Impossibile non citare poi Asghar Farhadi, vincitore dell’Oscar al miglior film straniero nel 2012 con “Una separazione”, che parte da una vicenda famigliare per fare una disamina sul peso della religione e sulle differenze di classe all’interno della società iraniana.
Andando più a ritroso uno dei nomi di primissimo ordine è stato Abbas Kiarostami, elogiato da maestri del calibro di Kurosawa, Godard e Scorsese e autore di capolavori tra cui “Il sapore della ciliegia”, Palma d’oro a Cannes nel 1997, che segue le gesta di un uomo che cerca qualcuno che lo aiuti a farla finita. “Il corridore”, datato 1984, di Amir Naderi, tra i primissimi lavori iraniani a suscitare l’interesse internazionale, è l’odissea di un bambino rimasto solo e senza casa a causa della guerra con l’Iraq.
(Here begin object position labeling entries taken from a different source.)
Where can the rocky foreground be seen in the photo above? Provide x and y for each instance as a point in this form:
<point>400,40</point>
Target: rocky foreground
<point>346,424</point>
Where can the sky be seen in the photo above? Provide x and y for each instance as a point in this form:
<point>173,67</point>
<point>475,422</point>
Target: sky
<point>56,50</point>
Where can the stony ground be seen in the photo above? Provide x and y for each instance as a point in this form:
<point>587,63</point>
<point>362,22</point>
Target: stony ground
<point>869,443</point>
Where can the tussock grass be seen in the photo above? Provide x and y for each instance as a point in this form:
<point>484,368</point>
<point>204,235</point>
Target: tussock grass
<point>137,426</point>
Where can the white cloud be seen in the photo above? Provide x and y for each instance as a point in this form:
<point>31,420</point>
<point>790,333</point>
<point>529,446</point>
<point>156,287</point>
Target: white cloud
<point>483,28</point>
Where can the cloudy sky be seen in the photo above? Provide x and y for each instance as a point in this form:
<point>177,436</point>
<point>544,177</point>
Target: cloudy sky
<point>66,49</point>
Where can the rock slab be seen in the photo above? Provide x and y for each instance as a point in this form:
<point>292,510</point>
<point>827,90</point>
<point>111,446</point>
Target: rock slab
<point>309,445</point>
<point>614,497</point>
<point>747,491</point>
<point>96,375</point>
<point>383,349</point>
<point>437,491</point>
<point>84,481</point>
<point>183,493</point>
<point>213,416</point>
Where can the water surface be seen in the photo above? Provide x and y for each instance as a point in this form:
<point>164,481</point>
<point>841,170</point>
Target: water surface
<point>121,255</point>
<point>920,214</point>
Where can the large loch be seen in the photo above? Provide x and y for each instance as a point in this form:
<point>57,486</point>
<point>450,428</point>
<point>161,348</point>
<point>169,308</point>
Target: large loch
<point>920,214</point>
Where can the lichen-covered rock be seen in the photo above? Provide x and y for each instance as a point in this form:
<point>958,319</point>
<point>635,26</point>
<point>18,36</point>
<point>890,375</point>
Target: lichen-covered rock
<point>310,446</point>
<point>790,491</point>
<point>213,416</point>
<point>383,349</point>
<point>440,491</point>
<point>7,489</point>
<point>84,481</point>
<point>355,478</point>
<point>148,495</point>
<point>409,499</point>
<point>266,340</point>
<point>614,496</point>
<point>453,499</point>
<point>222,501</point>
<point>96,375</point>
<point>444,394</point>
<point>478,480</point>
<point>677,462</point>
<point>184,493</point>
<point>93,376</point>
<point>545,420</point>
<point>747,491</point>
Un elenco di questo tipo, fatto di tematiche non di facile impatto, induce ad una riflessione sul valore della cultura di uno stato che, sin dai tempi dello scià Pahlavi, passando per la rivoluzione di Khomeini nel 1979, all’attualità, si è dimostrato spesso indeciso su che forma di riformismo abbracciare e quale limite porre alla sua tendenza conservatrice. Di conseguenza è giusto domandarsi cosa è richiesto al cinema, perché nel momento in cui lo si sfrutta come strumento di trasposizione della realtà, subentra il “rischio” che non possa essere solo intrattenimento. Se è vero, dunque, che l’arte, a dispetto di orpelli di selettività, appartiene al popolo, cosa impedisce a qualcuno di sublimarla in una determinata forma di coscienza? Qual è il confine tra una propaganda alla Riefenstahl per il nazionalsocialismo tedesco e un cinema che si offre come resistenza civile e democratica? La politica è in tutto ciò che circonda l’aspetto governativo e chi osserva, anche soltanto uno schermo, può scegliere se e come farsi sorprendere. Suonerà paradossale, ma ha un potere. Un film non fa mai paura a nessuno, se non a chi già ne ha.
Il cinema iraniano ha uno stampo neorealista che immortala il quotidiano e ne vuole far parte, con autorevolezza e veridicità. Magari toccherà al futuro giudicarlo ma definisce urgenze ed è figlio della storia che ognuno interpreta, per dirla hegelianamente, come divenire dialettico di un’evoluzione nel tempo dove ogni momento, soprattutto quello più negativo, è necessario. Ecco perché, oggi, questo momento è necessario.
“Non ci opponiamo al cinema, ma condanniamo il cattivo uso che se ne fa”, disse l’ayatollah Khomeini all’indomani della rivoluzione del 1979 quando erano già cominciati i processi contro i registi. Oggi sembra essere la realtà quella di cui se ne fa un cattivo uso. E probabilmente la questione è tutta qui: dietro una macchina da presa c’è sempre un uomo, non solo fisicamente. Un uomo con una propria identità. A chi e cosa subordinarla?